If a representative of the corporation is to attend the Meeting the appropriate "Certificate of Appointment of Corporate Representative" should be produced prior to admission in accordance with the Notice of Meeting. A form of the certificate may be obtained from the Company's share registry or online at www.linkmarketservices.com.au.

LODGEMENT OF A PROXY FORM

This Proxy Form (and any Power of Attorney under which it is signed) must be received at an address given below by 11:00am (Brisbane time) on Saturday, 2 January 2016, being not later than 48 hours before the commencement of the Meeting.
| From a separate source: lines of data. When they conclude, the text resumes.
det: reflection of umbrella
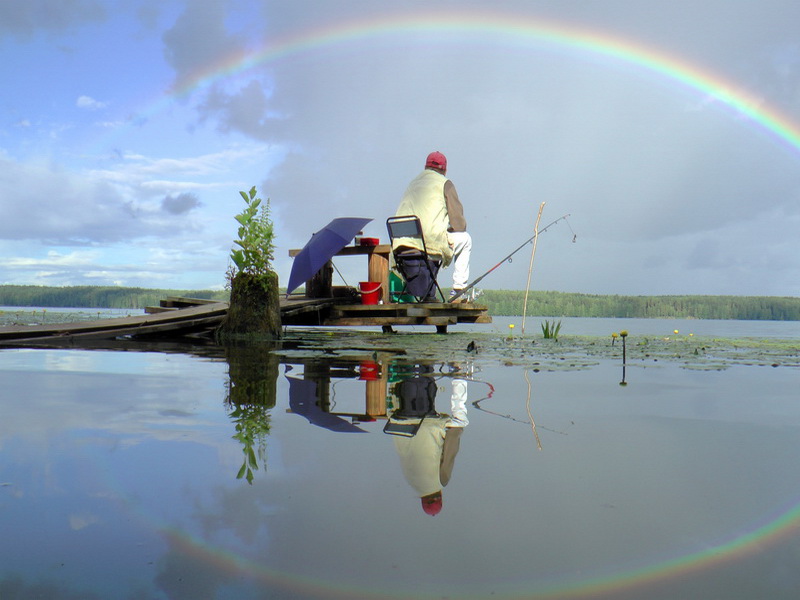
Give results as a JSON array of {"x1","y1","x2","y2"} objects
[
  {"x1": 286, "y1": 217, "x2": 372, "y2": 296},
  {"x1": 286, "y1": 375, "x2": 366, "y2": 433}
]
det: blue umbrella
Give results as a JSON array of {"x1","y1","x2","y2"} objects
[{"x1": 286, "y1": 217, "x2": 372, "y2": 296}]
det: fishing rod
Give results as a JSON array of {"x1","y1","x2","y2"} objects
[{"x1": 450, "y1": 213, "x2": 577, "y2": 302}]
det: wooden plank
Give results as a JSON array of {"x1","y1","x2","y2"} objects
[
  {"x1": 144, "y1": 300, "x2": 180, "y2": 315},
  {"x1": 159, "y1": 296, "x2": 219, "y2": 308}
]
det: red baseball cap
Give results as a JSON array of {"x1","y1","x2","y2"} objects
[
  {"x1": 421, "y1": 492, "x2": 442, "y2": 517},
  {"x1": 425, "y1": 152, "x2": 447, "y2": 171}
]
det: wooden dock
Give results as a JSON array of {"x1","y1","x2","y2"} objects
[{"x1": 0, "y1": 296, "x2": 492, "y2": 346}]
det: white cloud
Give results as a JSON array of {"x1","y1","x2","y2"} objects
[{"x1": 75, "y1": 96, "x2": 108, "y2": 110}]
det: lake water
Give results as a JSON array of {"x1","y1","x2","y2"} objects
[{"x1": 0, "y1": 318, "x2": 800, "y2": 600}]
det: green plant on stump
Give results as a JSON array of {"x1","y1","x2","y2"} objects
[
  {"x1": 542, "y1": 320, "x2": 561, "y2": 341},
  {"x1": 220, "y1": 186, "x2": 281, "y2": 340},
  {"x1": 231, "y1": 186, "x2": 275, "y2": 276}
]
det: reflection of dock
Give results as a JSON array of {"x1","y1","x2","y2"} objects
[
  {"x1": 0, "y1": 300, "x2": 228, "y2": 345},
  {"x1": 0, "y1": 296, "x2": 491, "y2": 345},
  {"x1": 281, "y1": 297, "x2": 492, "y2": 330}
]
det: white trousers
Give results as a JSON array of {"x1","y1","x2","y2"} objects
[
  {"x1": 446, "y1": 379, "x2": 469, "y2": 427},
  {"x1": 447, "y1": 231, "x2": 472, "y2": 290}
]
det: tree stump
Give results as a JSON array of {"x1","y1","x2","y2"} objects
[{"x1": 219, "y1": 271, "x2": 281, "y2": 341}]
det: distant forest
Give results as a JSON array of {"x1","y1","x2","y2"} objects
[{"x1": 0, "y1": 285, "x2": 800, "y2": 321}]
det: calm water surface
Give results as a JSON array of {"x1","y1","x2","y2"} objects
[{"x1": 0, "y1": 320, "x2": 800, "y2": 600}]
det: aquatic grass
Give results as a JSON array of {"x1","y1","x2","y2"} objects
[{"x1": 542, "y1": 319, "x2": 561, "y2": 341}]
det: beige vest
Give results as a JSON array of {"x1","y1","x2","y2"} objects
[{"x1": 393, "y1": 169, "x2": 453, "y2": 267}]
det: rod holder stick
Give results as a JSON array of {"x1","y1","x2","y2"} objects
[{"x1": 522, "y1": 202, "x2": 545, "y2": 335}]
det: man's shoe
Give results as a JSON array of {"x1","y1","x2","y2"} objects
[{"x1": 450, "y1": 289, "x2": 469, "y2": 303}]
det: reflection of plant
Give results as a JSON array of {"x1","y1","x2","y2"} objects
[
  {"x1": 228, "y1": 404, "x2": 270, "y2": 485},
  {"x1": 225, "y1": 344, "x2": 278, "y2": 484},
  {"x1": 542, "y1": 320, "x2": 561, "y2": 341}
]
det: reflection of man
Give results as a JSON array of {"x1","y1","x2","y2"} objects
[
  {"x1": 396, "y1": 152, "x2": 472, "y2": 296},
  {"x1": 394, "y1": 378, "x2": 469, "y2": 516}
]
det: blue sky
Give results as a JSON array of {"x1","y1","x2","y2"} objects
[{"x1": 0, "y1": 0, "x2": 800, "y2": 296}]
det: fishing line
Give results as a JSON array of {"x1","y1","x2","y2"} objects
[{"x1": 450, "y1": 213, "x2": 578, "y2": 302}]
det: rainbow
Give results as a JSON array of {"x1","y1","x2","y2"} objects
[
  {"x1": 164, "y1": 12, "x2": 800, "y2": 150},
  {"x1": 114, "y1": 12, "x2": 800, "y2": 599}
]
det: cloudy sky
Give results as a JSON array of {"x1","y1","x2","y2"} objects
[{"x1": 0, "y1": 0, "x2": 800, "y2": 296}]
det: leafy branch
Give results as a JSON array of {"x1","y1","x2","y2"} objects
[{"x1": 231, "y1": 186, "x2": 275, "y2": 276}]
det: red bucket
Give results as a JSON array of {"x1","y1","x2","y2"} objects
[
  {"x1": 358, "y1": 281, "x2": 381, "y2": 304},
  {"x1": 358, "y1": 360, "x2": 380, "y2": 381}
]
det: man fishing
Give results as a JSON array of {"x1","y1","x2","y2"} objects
[{"x1": 395, "y1": 152, "x2": 472, "y2": 301}]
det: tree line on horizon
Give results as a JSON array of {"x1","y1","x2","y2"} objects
[{"x1": 0, "y1": 285, "x2": 800, "y2": 321}]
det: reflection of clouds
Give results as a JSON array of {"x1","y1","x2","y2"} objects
[
  {"x1": 69, "y1": 514, "x2": 100, "y2": 531},
  {"x1": 0, "y1": 351, "x2": 226, "y2": 443}
]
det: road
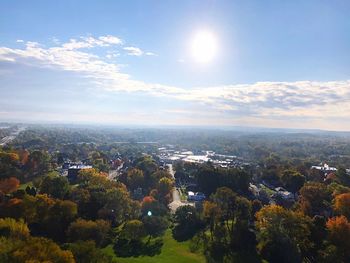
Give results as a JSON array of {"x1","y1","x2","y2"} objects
[
  {"x1": 108, "y1": 163, "x2": 124, "y2": 181},
  {"x1": 0, "y1": 127, "x2": 25, "y2": 146},
  {"x1": 168, "y1": 164, "x2": 189, "y2": 213}
]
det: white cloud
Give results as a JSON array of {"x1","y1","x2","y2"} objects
[
  {"x1": 145, "y1": 52, "x2": 156, "y2": 56},
  {"x1": 0, "y1": 36, "x2": 350, "y2": 129},
  {"x1": 123, "y1": 47, "x2": 143, "y2": 56},
  {"x1": 99, "y1": 35, "x2": 123, "y2": 45},
  {"x1": 123, "y1": 47, "x2": 156, "y2": 57}
]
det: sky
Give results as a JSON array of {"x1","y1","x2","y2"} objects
[{"x1": 0, "y1": 0, "x2": 350, "y2": 131}]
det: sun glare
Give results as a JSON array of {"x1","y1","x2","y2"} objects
[{"x1": 191, "y1": 31, "x2": 217, "y2": 63}]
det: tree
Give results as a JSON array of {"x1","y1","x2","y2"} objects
[
  {"x1": 0, "y1": 218, "x2": 30, "y2": 239},
  {"x1": 142, "y1": 216, "x2": 169, "y2": 237},
  {"x1": 158, "y1": 177, "x2": 174, "y2": 199},
  {"x1": 336, "y1": 167, "x2": 350, "y2": 186},
  {"x1": 173, "y1": 205, "x2": 203, "y2": 241},
  {"x1": 282, "y1": 170, "x2": 305, "y2": 193},
  {"x1": 334, "y1": 193, "x2": 350, "y2": 220},
  {"x1": 0, "y1": 177, "x2": 20, "y2": 194},
  {"x1": 67, "y1": 219, "x2": 111, "y2": 246},
  {"x1": 0, "y1": 237, "x2": 75, "y2": 263},
  {"x1": 0, "y1": 151, "x2": 19, "y2": 179},
  {"x1": 256, "y1": 205, "x2": 312, "y2": 263},
  {"x1": 67, "y1": 240, "x2": 114, "y2": 263},
  {"x1": 299, "y1": 182, "x2": 332, "y2": 216},
  {"x1": 122, "y1": 219, "x2": 145, "y2": 240},
  {"x1": 326, "y1": 216, "x2": 350, "y2": 262},
  {"x1": 40, "y1": 175, "x2": 70, "y2": 199},
  {"x1": 127, "y1": 169, "x2": 144, "y2": 190}
]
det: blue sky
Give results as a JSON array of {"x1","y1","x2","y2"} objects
[{"x1": 0, "y1": 0, "x2": 350, "y2": 130}]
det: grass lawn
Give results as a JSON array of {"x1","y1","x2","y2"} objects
[{"x1": 105, "y1": 230, "x2": 205, "y2": 263}]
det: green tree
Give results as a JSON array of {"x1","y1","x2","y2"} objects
[
  {"x1": 67, "y1": 240, "x2": 115, "y2": 263},
  {"x1": 67, "y1": 219, "x2": 111, "y2": 246},
  {"x1": 121, "y1": 219, "x2": 146, "y2": 240},
  {"x1": 40, "y1": 175, "x2": 70, "y2": 199},
  {"x1": 173, "y1": 205, "x2": 203, "y2": 241},
  {"x1": 142, "y1": 216, "x2": 169, "y2": 238},
  {"x1": 256, "y1": 205, "x2": 312, "y2": 263},
  {"x1": 282, "y1": 170, "x2": 305, "y2": 193}
]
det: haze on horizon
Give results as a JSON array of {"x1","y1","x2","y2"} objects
[{"x1": 0, "y1": 0, "x2": 350, "y2": 131}]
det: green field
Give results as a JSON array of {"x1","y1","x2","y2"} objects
[{"x1": 105, "y1": 230, "x2": 205, "y2": 263}]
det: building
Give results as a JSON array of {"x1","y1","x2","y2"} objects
[{"x1": 67, "y1": 164, "x2": 92, "y2": 182}]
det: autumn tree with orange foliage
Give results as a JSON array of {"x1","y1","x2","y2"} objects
[
  {"x1": 256, "y1": 205, "x2": 312, "y2": 263},
  {"x1": 326, "y1": 216, "x2": 350, "y2": 262},
  {"x1": 334, "y1": 193, "x2": 350, "y2": 220},
  {"x1": 0, "y1": 177, "x2": 20, "y2": 194}
]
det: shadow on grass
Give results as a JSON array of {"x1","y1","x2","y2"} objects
[{"x1": 113, "y1": 238, "x2": 163, "y2": 257}]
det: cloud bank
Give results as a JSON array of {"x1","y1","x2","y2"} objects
[{"x1": 0, "y1": 35, "x2": 350, "y2": 129}]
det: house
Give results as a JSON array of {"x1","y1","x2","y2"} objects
[
  {"x1": 187, "y1": 191, "x2": 205, "y2": 202},
  {"x1": 311, "y1": 163, "x2": 337, "y2": 174},
  {"x1": 67, "y1": 164, "x2": 92, "y2": 182}
]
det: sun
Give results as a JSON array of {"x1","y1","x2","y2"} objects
[{"x1": 191, "y1": 30, "x2": 217, "y2": 63}]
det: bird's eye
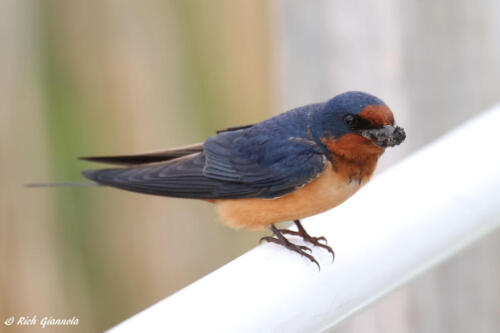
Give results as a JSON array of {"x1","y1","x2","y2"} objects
[{"x1": 344, "y1": 114, "x2": 356, "y2": 128}]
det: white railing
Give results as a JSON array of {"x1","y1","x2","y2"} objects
[{"x1": 105, "y1": 105, "x2": 500, "y2": 333}]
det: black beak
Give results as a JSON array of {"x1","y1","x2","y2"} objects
[{"x1": 358, "y1": 125, "x2": 406, "y2": 148}]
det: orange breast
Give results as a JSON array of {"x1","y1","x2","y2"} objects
[{"x1": 215, "y1": 163, "x2": 375, "y2": 229}]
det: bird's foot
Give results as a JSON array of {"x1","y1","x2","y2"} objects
[
  {"x1": 280, "y1": 220, "x2": 335, "y2": 261},
  {"x1": 260, "y1": 225, "x2": 321, "y2": 270}
]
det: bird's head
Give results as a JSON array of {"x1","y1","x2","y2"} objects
[{"x1": 315, "y1": 91, "x2": 406, "y2": 159}]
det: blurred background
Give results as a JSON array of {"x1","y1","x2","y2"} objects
[{"x1": 0, "y1": 0, "x2": 500, "y2": 333}]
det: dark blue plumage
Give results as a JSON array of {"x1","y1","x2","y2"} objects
[{"x1": 83, "y1": 92, "x2": 384, "y2": 199}]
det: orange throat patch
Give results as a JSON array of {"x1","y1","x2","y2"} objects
[{"x1": 321, "y1": 133, "x2": 384, "y2": 184}]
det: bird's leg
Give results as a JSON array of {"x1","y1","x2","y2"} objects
[
  {"x1": 260, "y1": 224, "x2": 321, "y2": 269},
  {"x1": 280, "y1": 220, "x2": 335, "y2": 260}
]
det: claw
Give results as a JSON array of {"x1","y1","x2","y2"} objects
[
  {"x1": 259, "y1": 225, "x2": 321, "y2": 270},
  {"x1": 280, "y1": 220, "x2": 335, "y2": 262}
]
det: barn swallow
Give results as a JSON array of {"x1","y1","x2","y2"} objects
[{"x1": 81, "y1": 92, "x2": 406, "y2": 268}]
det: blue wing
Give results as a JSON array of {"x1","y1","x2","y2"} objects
[{"x1": 84, "y1": 116, "x2": 326, "y2": 199}]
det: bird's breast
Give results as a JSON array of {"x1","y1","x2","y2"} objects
[{"x1": 215, "y1": 163, "x2": 375, "y2": 229}]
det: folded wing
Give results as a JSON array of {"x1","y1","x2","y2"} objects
[{"x1": 83, "y1": 124, "x2": 325, "y2": 199}]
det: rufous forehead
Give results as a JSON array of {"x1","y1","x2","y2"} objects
[{"x1": 358, "y1": 105, "x2": 394, "y2": 127}]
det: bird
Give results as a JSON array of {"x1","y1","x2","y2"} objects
[{"x1": 49, "y1": 91, "x2": 406, "y2": 268}]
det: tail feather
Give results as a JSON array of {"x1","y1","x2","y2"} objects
[{"x1": 24, "y1": 182, "x2": 103, "y2": 187}]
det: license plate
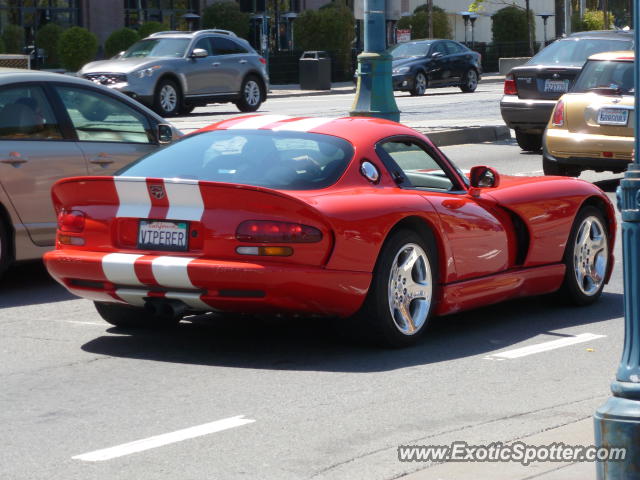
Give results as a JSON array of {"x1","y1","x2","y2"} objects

Any Proxy Form received after that time will not be valid for the scheduled Meeting.

Proxy Forms may be lodged using the reply paid envelope or:

BY MAIL

Pryme Energy Limited C/- Link Market Services Limited Locked Bag A14 Sydney South NSW 1235 Australia

BY FAX

+61 2 9287 0309

BY HAND

delivering it to Link Market Services Limited* 1A Homebush Bay Drive Rhodes NSW 2138

* During business hours (Monday to Friday, 9:00am–5:00pm)

VALIDITY

Only proxy forms issued by the Company or by Link Market Services Limited (Link) as agent of the Company will be deemed to be valid.

Proxy forms issued by the Company or by Link will:

  • have your name and address as recorded in the Company's share register;
  • have your unique Securityholder Reference Number (SRN) or your unique Holder Identification Number (HIN); and
  • be barcoded this bar code will enable Link to identify the number of shares held by the SRN or the HIN as the case may be.

The Board reserves its absolute and unfettered discretion to declare any proxy form not issued by the Company or by Link as invalid without the need for further enquiry.